Giovedì 16 aprile la mattina dalle 11.00 presso Körper si tiene la masterclass “E-motion” con Emmanuel Ndefo. Nel pomeriggio alle 17.00 al Teatro Nuovo la proiezione di “Orlando, ma biographie politique” con l’incontro con l’autore Paul B. Preciado e l’attivista Porpora Marcasciano. Alle 21.00 alla Sala Assoli “Atlas da Boca” di Gaya de Medeiros, e alle 23.00 al Mamamu il live set “Queerinale” di Anafem & Yung Paninaru.
Venerdì 17 aprile alle 10.00 masterclass “Me for dinner” di Gaya de Medeiros al Körper. Alle 17.00 alla Feltrinelli di Via Ponte di Tappia la presentazione di “Indifesi sotto la notte” di Luca Starita. Alla Sala Assoli dalle 18.30 la performance/cabaret “Mostre e fiere” di Filomena Filosottile e la presentazione di “Contro una politica delle briciole” in dialogo con Lud Sciannamblo. Alle 21.00 al Teatro Nuovo “Sadboi” di Panos Malactos, e alle 23.00 al Mamamu il dj set di Pink Trauma.
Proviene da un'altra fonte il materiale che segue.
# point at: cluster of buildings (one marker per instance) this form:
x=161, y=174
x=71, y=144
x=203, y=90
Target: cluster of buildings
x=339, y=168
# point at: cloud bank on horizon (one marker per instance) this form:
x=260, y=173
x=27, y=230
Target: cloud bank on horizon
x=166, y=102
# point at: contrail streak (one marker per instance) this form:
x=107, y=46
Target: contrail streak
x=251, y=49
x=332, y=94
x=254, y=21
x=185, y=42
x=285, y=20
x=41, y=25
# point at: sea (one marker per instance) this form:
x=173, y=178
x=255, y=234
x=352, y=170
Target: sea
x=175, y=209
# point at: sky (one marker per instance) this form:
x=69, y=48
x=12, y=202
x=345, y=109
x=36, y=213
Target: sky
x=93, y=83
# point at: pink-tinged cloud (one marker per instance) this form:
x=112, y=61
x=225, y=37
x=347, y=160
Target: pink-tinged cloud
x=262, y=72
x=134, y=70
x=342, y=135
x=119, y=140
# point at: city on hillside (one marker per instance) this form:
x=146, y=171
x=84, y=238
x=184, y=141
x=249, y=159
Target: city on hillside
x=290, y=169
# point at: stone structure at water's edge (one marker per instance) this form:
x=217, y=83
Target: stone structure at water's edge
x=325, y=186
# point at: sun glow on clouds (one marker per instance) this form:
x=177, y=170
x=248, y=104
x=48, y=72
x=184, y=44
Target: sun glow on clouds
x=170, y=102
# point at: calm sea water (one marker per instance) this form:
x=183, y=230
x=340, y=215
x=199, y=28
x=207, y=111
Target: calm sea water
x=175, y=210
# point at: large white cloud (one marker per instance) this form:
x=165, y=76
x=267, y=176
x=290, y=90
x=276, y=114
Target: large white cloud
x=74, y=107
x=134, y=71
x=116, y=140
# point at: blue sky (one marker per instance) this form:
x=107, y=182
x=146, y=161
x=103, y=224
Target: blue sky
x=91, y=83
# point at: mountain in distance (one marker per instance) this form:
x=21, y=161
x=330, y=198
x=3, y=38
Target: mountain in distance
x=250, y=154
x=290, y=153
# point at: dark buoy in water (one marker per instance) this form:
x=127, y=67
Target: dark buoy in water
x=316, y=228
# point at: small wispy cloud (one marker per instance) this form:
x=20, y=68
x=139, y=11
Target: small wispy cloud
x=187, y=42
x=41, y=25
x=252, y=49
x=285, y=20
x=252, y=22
Sabato 18 aprile alle 17.00 alla Sala Assoli la tavola rotonda “Militanti per forza: accessibilità, corpi esclusi e questione meridionale” con Giulia Traversi, Diana Anselmo e Daniel Bongioanni, tradotta in LIS dall’associazione Gio.Pro.Lis. Alle 21.00 al Teatro Nuovo lo spettacolo “Pas Moi” di Diana Anselmo, e dalle 22.00 alla Santissima Community Hub la serata “Safffo takeover with Magic Dyke* & Luma”.
Domenica 19 aprile la chiusura si apre alle 15.00 al FOQUS con “L’ora delle storie” con Priscilla. Alle 16.00 alla Sala Assoli il laboratorio “Memorie da sottopelle”, seguito alle 19.00 dalla sessione di ascolto “Raiva” di Mistura Queer. A chiudere il Festival, alle 21.00, il concerto in solo di Any Other.
Lungo tutti i giorni del Festival, due percorsi laboratoriali attraversano l’intera settimana: “Io sto cercando un angelo. Mi chiavi mentre parliamo?” (13-18 aprile), dedicato all’opera di Nino Gennaro e ospitato dal Teatro Avanposto Numero 0, e “MAI+” (13-18 aprile), spazio di ricerca sulle pratiche di parola pubblica a cura del Centro Studi sul Teatro Napoletano, Meridionale ed Europeo.